In 2019, the right-wing extremist leader, then Minister of the Interior, refused to allow more than 100 refugees to disembark from a ship.

Rome, Italy – Matteo Salvini appears in court on Saturday for kidnapping more than a hundred migrants in case the right-wing Italian leader tried to increase his dwindling popularity.

The case relates to an incident in July 2019 when, as Interior Minister, he refused to disembark 131 refugees and migrants – including 15 unaccompanied children – from the Gregoretti Coast Guard ship in Sicily for five days.

Prosecutors in the southern Sicilian city of Catania accuse Salvini, leader of the party of the far-right league, of abuse of power. He faces up to 15 years in prison for serious kidnapping.

“If the court finds him innocent, he will emerge from his current decline with renewed vigor as he can play the card of the victim of justice,” said Anna Simone, professor of sociology at Roma Tre University. “But if he is convicted, it will be Salvini’s political downfall.”

An interim hearing judge will decide on Saturday whether the case is strong enough to move on to the trial.

“I will go to court reassured and with a clear conscience to save lives and defend my country,” said Salvini on Friday in the Sicilian city, where he has been holding rallies for three days.

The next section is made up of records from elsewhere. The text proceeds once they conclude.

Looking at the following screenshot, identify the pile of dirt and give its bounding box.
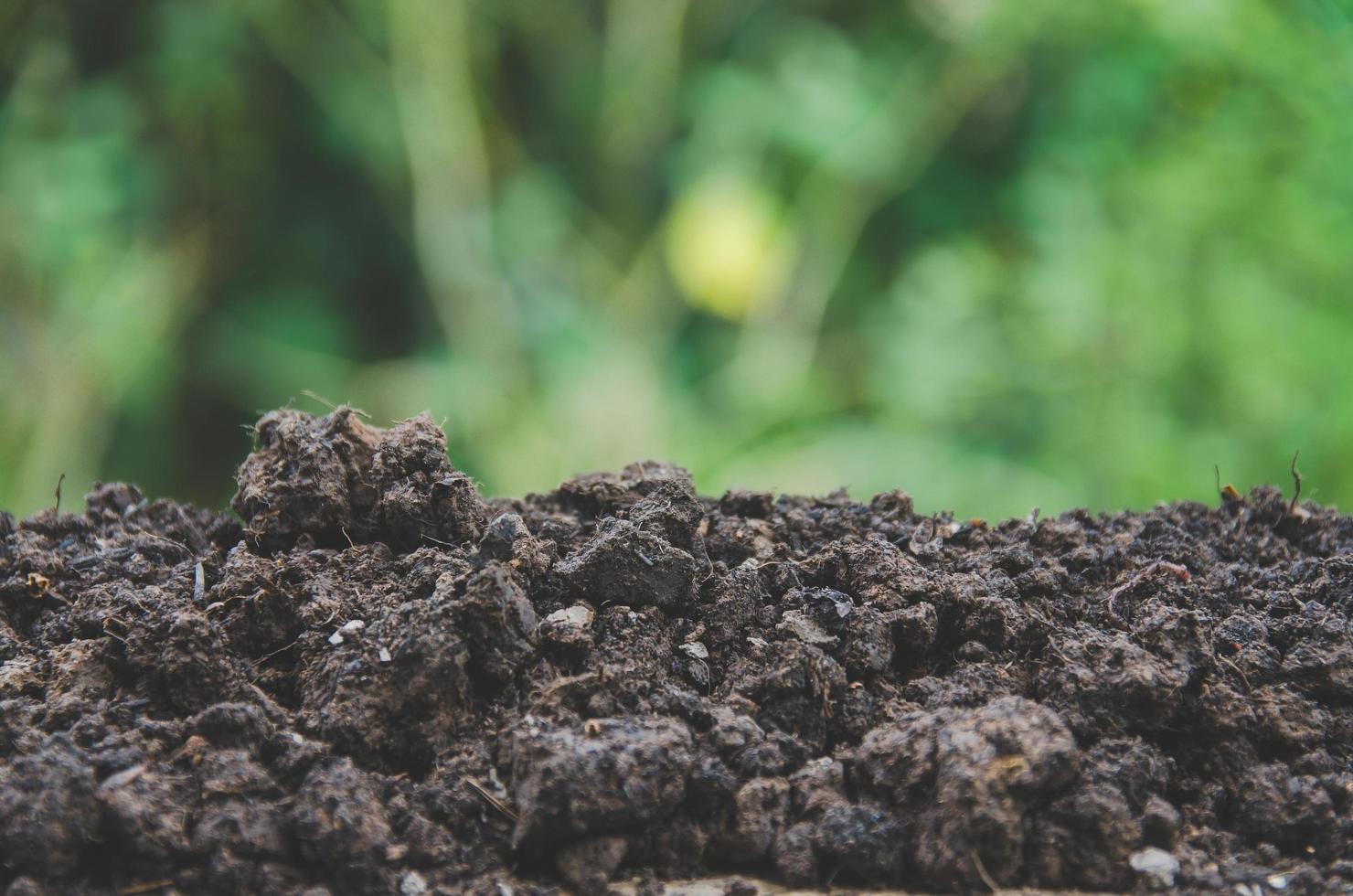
[0,409,1353,896]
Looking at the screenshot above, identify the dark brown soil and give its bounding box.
[0,409,1353,896]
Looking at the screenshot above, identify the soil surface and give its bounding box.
[0,409,1353,896]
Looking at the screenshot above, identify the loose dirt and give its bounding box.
[0,409,1353,896]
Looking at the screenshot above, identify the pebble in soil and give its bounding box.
[0,409,1353,896]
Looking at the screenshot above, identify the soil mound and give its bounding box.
[0,409,1353,896]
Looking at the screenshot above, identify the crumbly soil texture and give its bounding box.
[0,409,1353,896]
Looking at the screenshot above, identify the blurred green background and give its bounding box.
[0,0,1353,517]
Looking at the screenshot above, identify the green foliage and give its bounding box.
[0,0,1353,516]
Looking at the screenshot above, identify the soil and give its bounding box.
[0,409,1353,896]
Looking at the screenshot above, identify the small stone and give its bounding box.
[545,603,597,628]
[1127,846,1180,890]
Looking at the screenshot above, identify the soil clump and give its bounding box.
[0,409,1353,896]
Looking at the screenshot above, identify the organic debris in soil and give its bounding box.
[0,409,1353,896]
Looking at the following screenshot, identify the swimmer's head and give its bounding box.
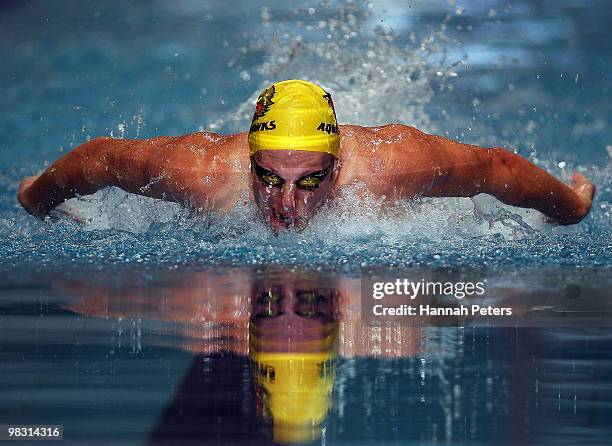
[249,80,340,230]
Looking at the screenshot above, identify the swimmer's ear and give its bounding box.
[331,157,340,184]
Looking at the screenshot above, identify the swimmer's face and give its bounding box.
[251,150,338,231]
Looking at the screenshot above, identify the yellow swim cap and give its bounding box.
[249,80,340,157]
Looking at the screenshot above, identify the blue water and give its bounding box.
[0,1,612,271]
[0,0,612,445]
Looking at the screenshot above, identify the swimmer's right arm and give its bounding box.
[18,134,234,218]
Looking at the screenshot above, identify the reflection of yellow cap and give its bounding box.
[249,80,340,156]
[249,324,337,444]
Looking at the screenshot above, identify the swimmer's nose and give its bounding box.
[282,183,295,212]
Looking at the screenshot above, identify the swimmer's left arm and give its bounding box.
[380,127,595,225]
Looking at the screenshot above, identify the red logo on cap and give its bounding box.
[253,85,276,121]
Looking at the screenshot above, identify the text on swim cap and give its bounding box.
[317,122,340,134]
[249,121,276,133]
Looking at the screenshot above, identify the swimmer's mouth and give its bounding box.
[270,208,295,228]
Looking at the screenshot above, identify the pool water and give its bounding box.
[0,0,612,445]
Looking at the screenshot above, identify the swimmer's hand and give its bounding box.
[17,175,45,219]
[569,172,595,219]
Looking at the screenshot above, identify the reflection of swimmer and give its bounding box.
[63,270,427,358]
[19,80,594,230]
[62,271,340,444]
[249,276,338,444]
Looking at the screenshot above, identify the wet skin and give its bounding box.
[18,124,595,228]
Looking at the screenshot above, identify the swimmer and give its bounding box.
[18,80,595,233]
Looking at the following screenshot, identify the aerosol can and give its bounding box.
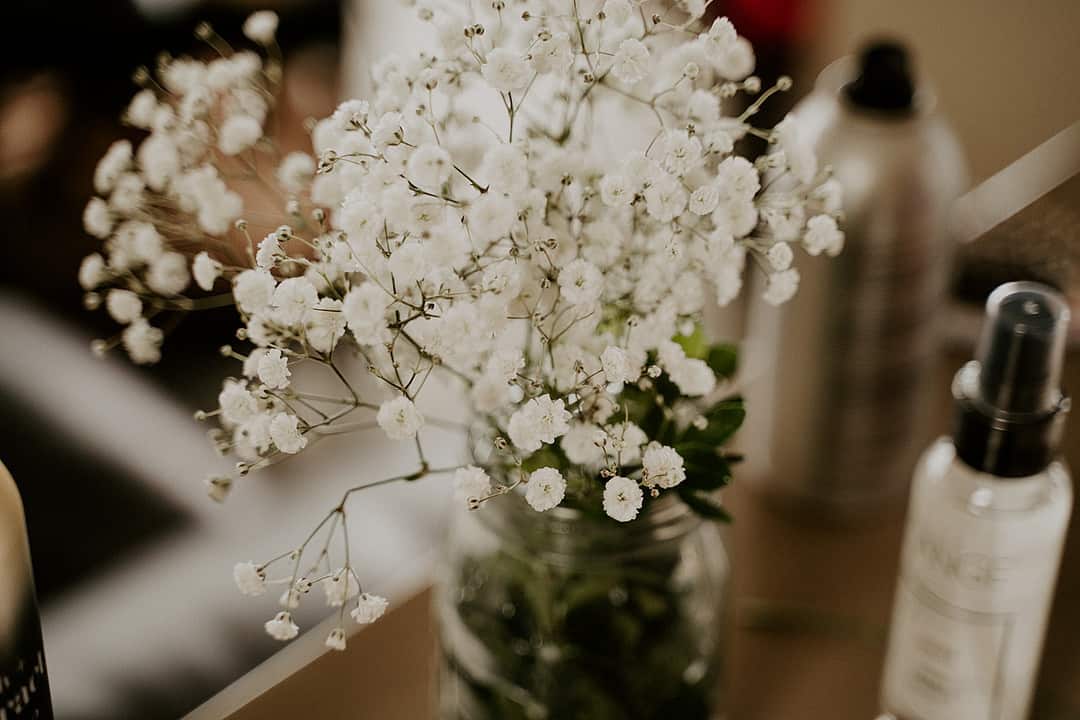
[744,42,968,513]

A stream of his political supporters, from right-wing extremist leader Giorgia Meloni to representatives of the right-wing Forza Italia party led by Silvio Berlusconi, is expected. A police force of 500 was deployed to prevent clashes between them Salvini fans and left-wing protesters.

If the court decides to proceed, it will be the first time Salvini’s “closed ports” policy has been tried.

When Salvini took office as Interior Minister in 2018, he declared Italy’s ports forbidden to rescue ships, sparking a series of clashes between rescue ships and the Italian authorities.

Although no date has been set, a second hearing awaits Salvini in August last year regarding the illegal detention of 107 migrants aboard the Open Arms rescue ship.

Prosecutors believe that by closing ports, Salvini violated international law under which Italy had a responsibility to provide a “place of safety” to rescued people.

Another charge is that Salvini abused his power by robbing the people on board the Gregoretti of their personal freedom.

For his part, Salvini claims that he acted for the “common interest” and that the wait was necessary to reach an agreement with other countries on the redistribution of refugees and migrants.

His defense team emphasizes that the decision to hold the group of people was made together with the government.

A rescued refugee disembarks from the Italian coastguard ship Gregoretti in Augusta [Antonio Parrinello/Reuters]Salvini’s popularity began to decline in August last year when he tried to spark an early election by unplugging a fragmented government coalition between the league and the populist five-star movement.

His gamble failed when his former coalition partners smoothed their differences with the center-left Democratic Party and formed an unlikely alliance.

“Then he lost his institutional credibility. since then it’s been a steady decline, ”said Simone.

Some observers believe that the Salvini trial shows that Italy is taking abuse of refugees and migrants more seriously.

In the local elections two weeks ago, the left Democratic Party made gains and increased its leverage over its populist coalition partner.

As a first step, the party requested a revision of Salvini’s anti-migrant decrees, which is expected to be approved in the coming weeks.

The two trials limit “a free fall of xenophobic sentiments,” said Arturo Salerni, Open Arms lawyer and president of the Italian Coalition for Civil Liberties.

“The fact that the court says that a minister must be tried for kidnapping in two different cases because people’s human rights and international conventions cannot be considered waste paper is a guarantee that certain things will not get done can impunity, ”said Salerni.